When crafting your joint budget, be sure to factor in:
- Housing costs like rent, utilities, maintenance fees, repairs
- Groceries and household items
- Transportation like gas, insurance, public transit
- Loan/debt payments
- Entertainment and dining out
- Travel and vacations
- Gifts for others
- Personal care like clothing, toiletries
- Pet care, including food, vet visits
- Technology like cell phone plans, WiFi
- Health insurance and medical costs
- Retirement and investment contributions
- Emergency fund savings
Ideally, your combined monthly take-home income should be more than your total monthly expenses. Having a budget surplus will allow you to tackle debt, build savings, and prepare for unexpected expenses that pop up.
Revisit your shared budget every month or quarter. Life changes like job shifts or pay increases can impact your finances. Maintain open communication around sticking to your budget and adjusting it as needed.
Key Takeaway: By creating a joint budget and sticking to it, you can effectively manage your finances together as a team.
#2 Decide on Banking Arrangements
Once you’ve created a budget, decide how to arrange your banking and credit. Some options for managing money together include:
- Keeping completely separate accounts and splitting shared expenses
- Opening a new joint account for common expenses
- Maintaining your own accounts and adding authorized user access
- Combining everything into one joint account
There’s no one right way to manage money as a couple. Pick the approach that aligns best with your relationship dynamic and level of financial interdependence. Have ongoing discussions about how you’ll contribute to and withdraw from any shared accounts.
Be sure to talk through who will be responsible for which expenses. For costs unique to one person, like student loans or credit card debt, determine how you’ll handle those payments individually.
Key Takeaway: Openly discussing and agreeing upon banking arrangements can help prevent future misunderstandings and conflicts about money.
#3 Plan for Future Expenses
While budgeting for monthly expenses is crucial, don’t forget the importance of planning and saving for future financial goals as well.
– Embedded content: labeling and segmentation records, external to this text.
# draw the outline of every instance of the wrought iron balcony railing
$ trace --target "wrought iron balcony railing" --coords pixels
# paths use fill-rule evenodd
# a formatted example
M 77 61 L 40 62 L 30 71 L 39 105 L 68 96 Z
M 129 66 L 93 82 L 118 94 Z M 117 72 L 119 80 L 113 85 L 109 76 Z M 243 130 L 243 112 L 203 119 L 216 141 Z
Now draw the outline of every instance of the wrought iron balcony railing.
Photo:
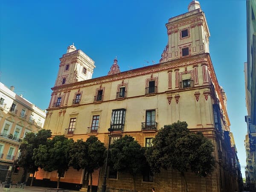
M 97 101 L 101 101 L 103 100 L 103 95 L 98 95 L 96 96 L 94 96 L 94 102 Z
M 113 129 L 113 131 L 123 131 L 125 125 L 124 124 L 111 124 L 110 126 Z
M 194 81 L 192 80 L 183 80 L 180 82 L 180 88 L 190 87 L 194 87 Z
M 17 138 L 17 137 L 15 137 L 12 134 L 9 134 L 5 133 L 0 133 L 0 137 L 4 138 L 18 142 L 21 141 L 21 140 Z
M 14 114 L 17 114 L 17 111 L 18 111 L 15 108 L 12 107 L 11 107 L 11 108 L 10 108 L 10 112 L 11 113 L 13 113 Z
M 126 91 L 121 91 L 116 93 L 116 99 L 124 98 L 126 97 Z
M 87 130 L 87 133 L 98 133 L 98 130 L 99 128 L 99 127 L 96 126 L 95 127 L 88 127 Z
M 56 102 L 55 103 L 53 103 L 53 107 L 54 108 L 58 108 L 61 106 L 61 103 L 60 102 Z
M 146 95 L 151 93 L 157 93 L 157 86 L 149 87 L 145 88 Z
M 65 129 L 65 134 L 74 134 L 75 128 L 68 128 Z
M 35 119 L 33 119 L 31 117 L 29 117 L 29 122 L 30 122 L 33 124 L 35 124 Z
M 80 104 L 80 102 L 81 99 L 73 99 L 72 102 L 72 105 L 77 105 Z
M 15 157 L 15 156 L 14 155 L 9 155 L 9 154 L 8 154 L 6 155 L 6 159 L 7 160 L 14 160 Z
M 150 122 L 143 122 L 141 123 L 142 130 L 156 130 L 157 123 L 155 121 Z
As a couple, you may be looking ahead to things like:
- Buying a home
- Getting married
- Having children
- Buying a car
- Returning to school
- Retirement
- Family vacations
- Home repairs and improvements
Make a list of your shared short and long-term money goals. Then, build a savings plan to help turn those goals into realities. Having separate ‘fun money’ accounts in your budget can also allow each partner discretionary spending for things like hobbies or personal trips.
Saving and investing regularly through workplace retirement plans, IRAs, high-yield savings accounts, CDs, and other vehicles can help you grow your money for the future. Even small, consistent contributions add up exponentially over time, thanks to compound interest.
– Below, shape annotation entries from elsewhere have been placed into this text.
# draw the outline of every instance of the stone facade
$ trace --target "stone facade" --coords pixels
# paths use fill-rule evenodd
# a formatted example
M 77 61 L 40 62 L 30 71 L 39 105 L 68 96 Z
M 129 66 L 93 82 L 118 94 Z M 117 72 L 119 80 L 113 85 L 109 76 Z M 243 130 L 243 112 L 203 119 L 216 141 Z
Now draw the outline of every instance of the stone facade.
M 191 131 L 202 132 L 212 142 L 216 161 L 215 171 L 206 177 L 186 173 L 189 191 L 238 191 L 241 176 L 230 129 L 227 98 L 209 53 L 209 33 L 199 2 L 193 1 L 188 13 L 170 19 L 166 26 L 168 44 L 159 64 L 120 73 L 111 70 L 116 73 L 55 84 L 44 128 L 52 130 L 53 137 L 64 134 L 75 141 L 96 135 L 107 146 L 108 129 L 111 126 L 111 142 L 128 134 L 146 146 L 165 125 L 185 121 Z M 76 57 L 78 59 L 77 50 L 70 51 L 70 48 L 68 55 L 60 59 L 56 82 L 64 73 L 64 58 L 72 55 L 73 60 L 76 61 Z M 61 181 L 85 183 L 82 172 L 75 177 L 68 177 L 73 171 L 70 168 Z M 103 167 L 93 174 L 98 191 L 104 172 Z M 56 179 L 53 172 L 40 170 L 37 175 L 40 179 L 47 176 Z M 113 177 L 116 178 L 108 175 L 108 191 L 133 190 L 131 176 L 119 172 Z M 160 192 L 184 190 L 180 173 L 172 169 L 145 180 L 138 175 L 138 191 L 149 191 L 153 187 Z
Key Takeaway: By discussing and planning for future expenses together, you can actively work towards achieving your shared financial goals.
#4 Protect Your Financial Future
While it may seem unromantic, protect your financial future as a couple by.
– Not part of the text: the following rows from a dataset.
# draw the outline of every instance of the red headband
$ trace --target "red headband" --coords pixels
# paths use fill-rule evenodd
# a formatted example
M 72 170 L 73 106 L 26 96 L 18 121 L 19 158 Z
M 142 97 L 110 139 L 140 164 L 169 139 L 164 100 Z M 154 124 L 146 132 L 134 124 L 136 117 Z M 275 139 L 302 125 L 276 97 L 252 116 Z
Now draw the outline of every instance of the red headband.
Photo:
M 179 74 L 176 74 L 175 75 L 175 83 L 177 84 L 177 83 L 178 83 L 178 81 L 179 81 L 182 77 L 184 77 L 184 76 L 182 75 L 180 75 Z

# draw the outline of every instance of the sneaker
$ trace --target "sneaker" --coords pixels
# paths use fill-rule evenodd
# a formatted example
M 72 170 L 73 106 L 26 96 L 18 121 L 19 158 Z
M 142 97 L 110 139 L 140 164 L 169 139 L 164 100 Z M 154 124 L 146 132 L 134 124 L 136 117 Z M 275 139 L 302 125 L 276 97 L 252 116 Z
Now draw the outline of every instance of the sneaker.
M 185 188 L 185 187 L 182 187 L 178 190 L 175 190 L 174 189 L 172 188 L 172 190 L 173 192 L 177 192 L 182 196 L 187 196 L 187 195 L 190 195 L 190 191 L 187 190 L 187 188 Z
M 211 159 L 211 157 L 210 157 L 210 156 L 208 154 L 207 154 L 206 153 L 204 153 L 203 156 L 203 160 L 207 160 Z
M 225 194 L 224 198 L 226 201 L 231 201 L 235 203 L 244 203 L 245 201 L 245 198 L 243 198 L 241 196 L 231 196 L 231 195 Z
- Discussing end-of-life plans and estate planning
- Reviewing insurance needs and beneficiaries
- Creating wills and advanced directives
- Establishing powers of attorney
- Holding adequate life, health, home, auto, and disability insurance
No one likes to think about worst-case scenarios. However, being prepared for unexpected life events can save you immense heartache and financial stress. Ensure you both understand what would happen if one partner died or became seriously ill or disabled.
Also, discuss how you’d handle finances if you were to break up down the road. A solid contingency plan can make untangling your money matters less messy if your romantic relationship ends. But the goal is to avoid needing backup plans at all by building shared money habits that can go the distance.
Key Takeaway: By taking steps to protect your financial future, you can build a solid foundation for your relationship and ensure that both partners are financially secure.
Final Thoughts
Moving in together marks an exciting new phase in your romance. But it also brings new financial considerations. Avoid money clashes by having candid conversations about your full financial picture before combining homes.
Create a reasonable budget that sets you up for savings and success. Pick banking and credit arrangements that fit your relationship. Have a plan and contribute regularly to future financial goals. Finally, protect yourselves by discussing worst-case scenarios no one wants to think about.